In the group of patients not taking β-blockers, the high Cu/Zn SOD and low albumin levels were found to be significant independent factors affecting MMP-2 concentration. In the case of TIMP-2, MMP-2 levels and the presence of GN turned out to be independent factors influencing the values of this parameter (Table 4).

4. Discussion

In the present study, for the first time, we showed that the use of β-blockers reduces serum levels of MMP-2 and its endogenous inhibitor TIMP-2 in patients with CKD on conservative treatment. The above effect was associated with a simultaneous decrease in IL-6, which is one of the factors inducing MMP-2 gene expression [32,33]. Moreover, the results of our study showed that the MMP-2/TIMP-2 system was determined by distinct clinical and biochemical variables in both analyzed groups.

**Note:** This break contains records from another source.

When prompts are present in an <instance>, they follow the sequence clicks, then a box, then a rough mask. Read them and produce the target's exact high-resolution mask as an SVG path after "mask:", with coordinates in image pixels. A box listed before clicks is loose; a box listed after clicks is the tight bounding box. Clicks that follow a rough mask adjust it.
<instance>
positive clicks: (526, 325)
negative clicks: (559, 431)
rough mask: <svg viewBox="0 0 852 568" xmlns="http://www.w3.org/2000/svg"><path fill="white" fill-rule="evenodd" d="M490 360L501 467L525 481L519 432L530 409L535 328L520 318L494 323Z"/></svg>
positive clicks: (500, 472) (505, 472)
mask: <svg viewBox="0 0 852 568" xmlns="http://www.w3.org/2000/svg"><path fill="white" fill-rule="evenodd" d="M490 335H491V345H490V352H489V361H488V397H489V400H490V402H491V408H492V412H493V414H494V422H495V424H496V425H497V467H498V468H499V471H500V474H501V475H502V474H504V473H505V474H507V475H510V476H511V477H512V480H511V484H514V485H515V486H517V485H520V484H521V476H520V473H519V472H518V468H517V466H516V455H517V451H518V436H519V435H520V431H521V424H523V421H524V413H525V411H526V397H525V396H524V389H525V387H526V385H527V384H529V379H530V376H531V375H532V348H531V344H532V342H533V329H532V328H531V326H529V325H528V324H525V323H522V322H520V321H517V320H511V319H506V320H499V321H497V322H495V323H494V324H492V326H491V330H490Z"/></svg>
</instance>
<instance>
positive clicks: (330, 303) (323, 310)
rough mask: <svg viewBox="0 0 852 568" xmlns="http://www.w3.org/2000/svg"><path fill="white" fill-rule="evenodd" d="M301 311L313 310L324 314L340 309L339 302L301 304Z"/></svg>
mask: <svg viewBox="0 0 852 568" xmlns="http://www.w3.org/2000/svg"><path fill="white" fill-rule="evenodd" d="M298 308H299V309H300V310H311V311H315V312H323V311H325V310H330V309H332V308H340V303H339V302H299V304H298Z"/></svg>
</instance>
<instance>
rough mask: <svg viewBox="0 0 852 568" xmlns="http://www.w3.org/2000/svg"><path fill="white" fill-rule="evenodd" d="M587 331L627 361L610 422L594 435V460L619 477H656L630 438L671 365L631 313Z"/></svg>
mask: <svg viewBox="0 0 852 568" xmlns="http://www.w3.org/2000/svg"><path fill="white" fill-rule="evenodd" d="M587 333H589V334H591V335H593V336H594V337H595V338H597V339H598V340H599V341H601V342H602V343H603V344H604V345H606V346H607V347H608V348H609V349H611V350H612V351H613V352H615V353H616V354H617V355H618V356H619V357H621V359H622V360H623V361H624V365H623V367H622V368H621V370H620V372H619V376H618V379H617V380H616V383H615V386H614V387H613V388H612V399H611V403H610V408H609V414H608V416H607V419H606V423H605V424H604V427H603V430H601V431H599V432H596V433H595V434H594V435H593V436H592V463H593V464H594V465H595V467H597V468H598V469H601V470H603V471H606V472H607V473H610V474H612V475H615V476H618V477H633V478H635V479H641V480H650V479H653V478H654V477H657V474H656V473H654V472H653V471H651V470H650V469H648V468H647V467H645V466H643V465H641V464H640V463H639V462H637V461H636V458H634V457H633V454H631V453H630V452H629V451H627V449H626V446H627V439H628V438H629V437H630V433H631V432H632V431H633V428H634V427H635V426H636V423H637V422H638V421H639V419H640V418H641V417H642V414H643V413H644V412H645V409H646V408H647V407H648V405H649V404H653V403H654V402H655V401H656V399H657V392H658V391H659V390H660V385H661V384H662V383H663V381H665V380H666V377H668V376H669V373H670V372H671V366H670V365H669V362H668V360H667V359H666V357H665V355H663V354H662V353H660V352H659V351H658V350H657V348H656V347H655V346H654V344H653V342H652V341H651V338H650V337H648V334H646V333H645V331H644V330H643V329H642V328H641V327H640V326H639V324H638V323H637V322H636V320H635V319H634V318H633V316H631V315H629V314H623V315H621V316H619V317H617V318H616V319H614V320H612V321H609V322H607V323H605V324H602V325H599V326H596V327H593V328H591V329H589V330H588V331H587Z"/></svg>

Previously, we observed the increased values of MMP-2 and TIMP-2 in CKD patients undergoing hemodialysis or peritoneal dialysis therapy [20,21,22,23] but not on conservative treatment [20]. In the present study, the use of β-blockers in patients with CKD was associated with the normalization of MMP-2 levels, as well as with the reduction in TIMP-2 concentrations below values observed in controls. Contrary to the β-blockers (+) group, the values of MMP-2 and TIMP-2 remained significantly elevated in CKD patients not taking β-blockers. Until now, no studies have examined the effect of β-blockers on the MMP-2/TIMP-2 system in patients with CKD. However, the scarce experimental studies suggest that some β-blockers, like nebivolol or carvedilol, can attenuate the level and expression of MMPs [13,14,15,16], and our results are in line with previously mentioned observations. The MMP-2/TIMP-2 ratio, reflecting the functional balance between this metalloproteinase and its endogenous inhibitor [34], was only slightly increased in the β-blockers (+) group, whereas it was considerably higher in the β-blockers (−) group compared to healthy subjects. This is a clinically relevant finding, as the imbalance between MMP-2 and TIMP-2, favoring this metalloproteinase, was associated with excessive substrate turnover and can play an important role in pathological tissue remodeling [19,34]. Indeed, we reported the association of the MMP-2/TIMP-2 system with carotid atherosclerosis and cardiovascular risk in patients with severe CKD on dialysotherapy [21,22,23]. Similarly, Kobusiak-Prokopowicz et al. [35] found that MMP-2 levels were positively correlated both with ejection fraction and the degree of renal failure in patients with heart failure and CKD. Moreover, higher MMP-2 levels were observed after acute myocardial infarction, and they were associated with larger left ventricular volumes [36]. On the other hand, the involvement of MMP-2 and TIMP-2 in kidney disease progression has been demonstrated [37,38]. The above findings indicate that both kidney disease and CVD may predispose to an increase in the MMP-2/TIMP-2 system. Therefore, our results suggest that the use of β-blockers, resulting in a reduction in MMP-2/TIMP-2 imbalance, could provide benefits by attenuating both CKD progression and pathological vascular wall remodeling.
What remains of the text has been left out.